The festival, widely known as the nation's premier event for alternative black music, draws tens of thousands of people annually to its stages in Commodore Barry Park where artists like D’Angelo, Questlove, Erykah Badu and Mos Def have headlined the event over the last 10 years.

Jocelyn Cooper, who organizes the show alongside her partner Matthew Morgan, said the the festival's website, also called Afropunk, serves as a forum for black punk rockers, some of whom feel isolated in the mostly white punk scenes of their hometowns.

The number of visitors and contributors to the site has grown exponentially over the last several years and that growth prompted the duo to expand the festival to new cities, she said.

"The website has attracted folks from all over the world," Cooper said. "In particular we have a lot of folks that live in the south that just can't make it to New York but really want this kind of show."

Cooper, who once lived in Atlanta and has family in Georgia, said it was a natural first destination for the festival.

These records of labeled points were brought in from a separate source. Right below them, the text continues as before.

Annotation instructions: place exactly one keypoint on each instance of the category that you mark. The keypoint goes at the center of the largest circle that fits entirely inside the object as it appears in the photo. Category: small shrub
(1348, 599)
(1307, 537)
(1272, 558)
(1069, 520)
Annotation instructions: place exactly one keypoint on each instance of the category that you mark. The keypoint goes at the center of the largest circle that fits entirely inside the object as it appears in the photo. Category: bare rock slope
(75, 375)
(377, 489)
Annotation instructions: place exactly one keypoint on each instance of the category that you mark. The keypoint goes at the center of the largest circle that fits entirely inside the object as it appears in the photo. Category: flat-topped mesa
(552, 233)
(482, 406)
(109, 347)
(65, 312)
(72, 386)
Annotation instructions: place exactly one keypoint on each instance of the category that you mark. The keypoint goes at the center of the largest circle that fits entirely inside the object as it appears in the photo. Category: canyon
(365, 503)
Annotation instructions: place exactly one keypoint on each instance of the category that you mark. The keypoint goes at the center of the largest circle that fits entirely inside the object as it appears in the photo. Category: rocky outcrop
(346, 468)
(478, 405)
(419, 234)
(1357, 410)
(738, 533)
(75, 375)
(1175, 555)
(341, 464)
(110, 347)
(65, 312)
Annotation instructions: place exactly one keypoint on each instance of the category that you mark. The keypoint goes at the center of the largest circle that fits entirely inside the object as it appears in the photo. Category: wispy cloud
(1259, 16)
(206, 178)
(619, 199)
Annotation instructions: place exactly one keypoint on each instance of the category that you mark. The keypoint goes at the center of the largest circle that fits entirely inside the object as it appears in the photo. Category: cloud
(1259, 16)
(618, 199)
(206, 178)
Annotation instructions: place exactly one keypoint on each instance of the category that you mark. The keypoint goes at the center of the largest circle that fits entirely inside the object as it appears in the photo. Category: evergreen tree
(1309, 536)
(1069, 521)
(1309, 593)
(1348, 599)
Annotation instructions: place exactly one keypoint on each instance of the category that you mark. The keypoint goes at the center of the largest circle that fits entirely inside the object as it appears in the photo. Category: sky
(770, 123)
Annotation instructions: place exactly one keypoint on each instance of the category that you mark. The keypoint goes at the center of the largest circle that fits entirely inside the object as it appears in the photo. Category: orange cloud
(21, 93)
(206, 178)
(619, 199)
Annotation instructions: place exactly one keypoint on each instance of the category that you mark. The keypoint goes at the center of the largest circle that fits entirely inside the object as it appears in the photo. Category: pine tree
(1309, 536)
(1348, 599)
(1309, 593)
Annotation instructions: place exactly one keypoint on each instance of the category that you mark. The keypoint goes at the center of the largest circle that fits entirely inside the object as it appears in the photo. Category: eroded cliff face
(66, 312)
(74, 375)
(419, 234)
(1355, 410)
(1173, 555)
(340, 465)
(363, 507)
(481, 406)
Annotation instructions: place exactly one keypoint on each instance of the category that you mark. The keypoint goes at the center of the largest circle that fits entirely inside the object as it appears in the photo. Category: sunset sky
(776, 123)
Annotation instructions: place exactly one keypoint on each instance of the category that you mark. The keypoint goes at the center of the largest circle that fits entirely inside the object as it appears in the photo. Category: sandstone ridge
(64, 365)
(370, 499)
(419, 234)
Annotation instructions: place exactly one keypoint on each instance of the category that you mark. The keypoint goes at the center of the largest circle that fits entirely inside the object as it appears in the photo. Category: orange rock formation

"This has been a dream of ours for four years," she said. "Even though I was raised in Brooklyn, I am a southerner in my soul."

Cooper sees Atlanta as a game-changer in the music scene and one of the most progressive cities in the country.

"This is where Outkast's Big Boi, CeeLo Green and Janelle Monáe made music," she said. "This city is ripe for Afropunk Fest."

Cooper is also eyeing a show in Oakland, California, but there aren't official details yet.

The first Afropunk Fest debuted in 2005 at the Brooklyn Academy of Music (BAM) in Fort Greene with approximately 250 attendees and a slew of obscure bands.

This year more than 60,000 guests and 60 bands descended upon Commodore Barry Park where D’Angelo, Lianne La Havas and Sharon Jones and the Dap-Kings headlined the two-day event.